Building large corpora from the web, Foundational course at the European Summer School in Logic, Language and Information 2012, Opole
Building large corpora from the web (for printing)
Building large corpora from the web (for screen reading)
The world wide web most likely constitutes the hugest existing source of texts written in a great variety of languages. A feasible and sound way of exploiting this data for linguistic research is to compile a static corpus for a given language. This has several advantages: (i) It obviates the problems encountered when using internet search engines in quantitative linguistic research, such as non-transparent ranking algorithms. (ii) Creating a corpus from web data is free. (iii) The size of corpora compiled from the WWW may exceed by several magnitudes the size of (usually expensive) language resources offered elsewhere. (iv) The data is locally available to the user, and it can be linguistically post-processed and queried with the tools preferred by her/him.
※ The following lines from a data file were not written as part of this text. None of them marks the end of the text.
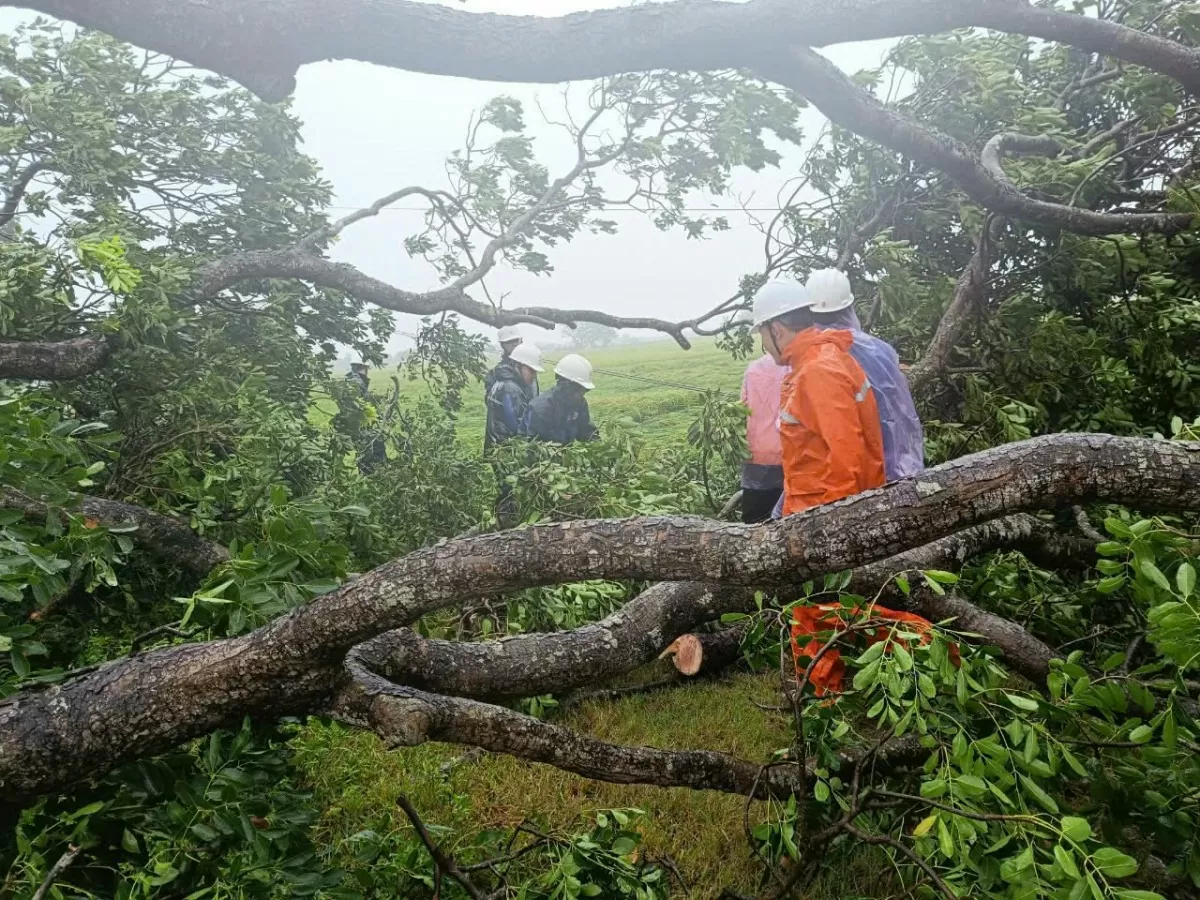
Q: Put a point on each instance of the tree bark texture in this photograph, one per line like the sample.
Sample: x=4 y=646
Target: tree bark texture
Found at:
x=263 y=42
x=142 y=706
x=53 y=360
x=167 y=538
We will address a number of theoretical and practical issues in the steps of creating a web corpus up to giga-token size, namely:
- collection of raw data: using search engine results, different ways of crawling the web, combinations of both
- post-processing
- stripping of markup and code, conversion between character encodings
- diverse approaches to boilerplate recognition and removal, including their evaluation
- document filtering: documents not written in the target language, texts not suitable for the intended kind of corpus
- (near) duplicate document recognition and removal
- linguistic issues: limitations of semi-automatically compiled corpora with respect to specific areas of linguistic research
- evaluation: comparison of web corpora (e.g., in terms of lexical coverage and distribution) to other corpora of the same language (e.g., balanced corpora)